From "The Critique of Pure Reason"

By Immanuel Kant.

[...] the natural necessity which cannot coexist with the freedom of the subject attaches merely to the determinations of a thing which stands under conditions of time and so only to the determinations of the acting subject as appearance, and that, accordingly, the determining grounds of every action of the subject so far lie in what belongs to past time and is no longer within his control (in which must be counted his past deeds and the character as a phenomenon thereby determinable for him in his own eyes).

But the very same subject, being on the other side conscious of himself as a thing-in-itself, also views his existence insofar as it does not stand under conditions of time and himself as determinable only through laws that he gives himself by reason; and in this existence of his nothing is, for him, antecedent to the determination of his will, but every action — and in general every determination of his existence changing conformably with inner sense, even the whole sequence of his existence as a sensible being — is to be regarded in the consciousness of his intelligible existence as nothing but the consequence and never as the determining ground of his causality as a noumenon.

[...] One can therefore grant that if it were possible for us to have such deep insight into a human being’s cast of mind, as shown by inner as well as outer actions, that we would know every incentive to action, even the smallest, as well as all the external occasions affecting them, we could calculate a human being’s conduct for the future with as much certainty as a lunar or solar eclipse and could nevertheless maintain that the human being’s conduct is free.

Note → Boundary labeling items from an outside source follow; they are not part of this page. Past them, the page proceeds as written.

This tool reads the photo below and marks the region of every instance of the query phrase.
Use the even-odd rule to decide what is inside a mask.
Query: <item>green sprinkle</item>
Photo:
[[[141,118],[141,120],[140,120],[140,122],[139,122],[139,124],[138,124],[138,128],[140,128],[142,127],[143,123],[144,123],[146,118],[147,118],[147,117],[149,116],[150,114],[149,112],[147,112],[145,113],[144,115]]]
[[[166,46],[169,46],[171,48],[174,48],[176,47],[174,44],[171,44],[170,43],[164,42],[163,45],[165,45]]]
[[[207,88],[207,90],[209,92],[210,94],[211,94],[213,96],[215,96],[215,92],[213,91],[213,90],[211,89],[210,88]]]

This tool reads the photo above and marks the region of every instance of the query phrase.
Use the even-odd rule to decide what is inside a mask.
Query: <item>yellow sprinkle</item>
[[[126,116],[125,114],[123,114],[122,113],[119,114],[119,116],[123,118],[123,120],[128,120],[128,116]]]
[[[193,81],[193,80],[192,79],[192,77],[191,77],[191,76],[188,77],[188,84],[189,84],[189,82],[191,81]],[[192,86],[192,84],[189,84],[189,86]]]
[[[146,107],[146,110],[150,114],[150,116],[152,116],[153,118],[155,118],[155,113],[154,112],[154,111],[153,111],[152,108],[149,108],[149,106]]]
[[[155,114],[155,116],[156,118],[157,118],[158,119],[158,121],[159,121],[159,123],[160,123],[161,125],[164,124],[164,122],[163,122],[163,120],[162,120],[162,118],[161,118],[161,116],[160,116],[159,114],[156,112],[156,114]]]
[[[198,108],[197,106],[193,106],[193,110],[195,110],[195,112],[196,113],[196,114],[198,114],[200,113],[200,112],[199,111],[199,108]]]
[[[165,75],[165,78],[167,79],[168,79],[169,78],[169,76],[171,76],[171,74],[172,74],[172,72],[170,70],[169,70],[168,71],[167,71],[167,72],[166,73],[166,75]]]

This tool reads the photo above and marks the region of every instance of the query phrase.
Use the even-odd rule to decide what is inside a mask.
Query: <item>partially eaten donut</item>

If, that is to say, we were capable of another view, namely an intellectual intuition of the same subject (which is certainly not given to us and in place of which we have only the rational concept), then we would become aware that this whole chain of appearances, with respect to all that the moral law is concerned with, depends upon the spontaneity of the subject as a thing-in-itself, for the determination of which no physical explanation can be given.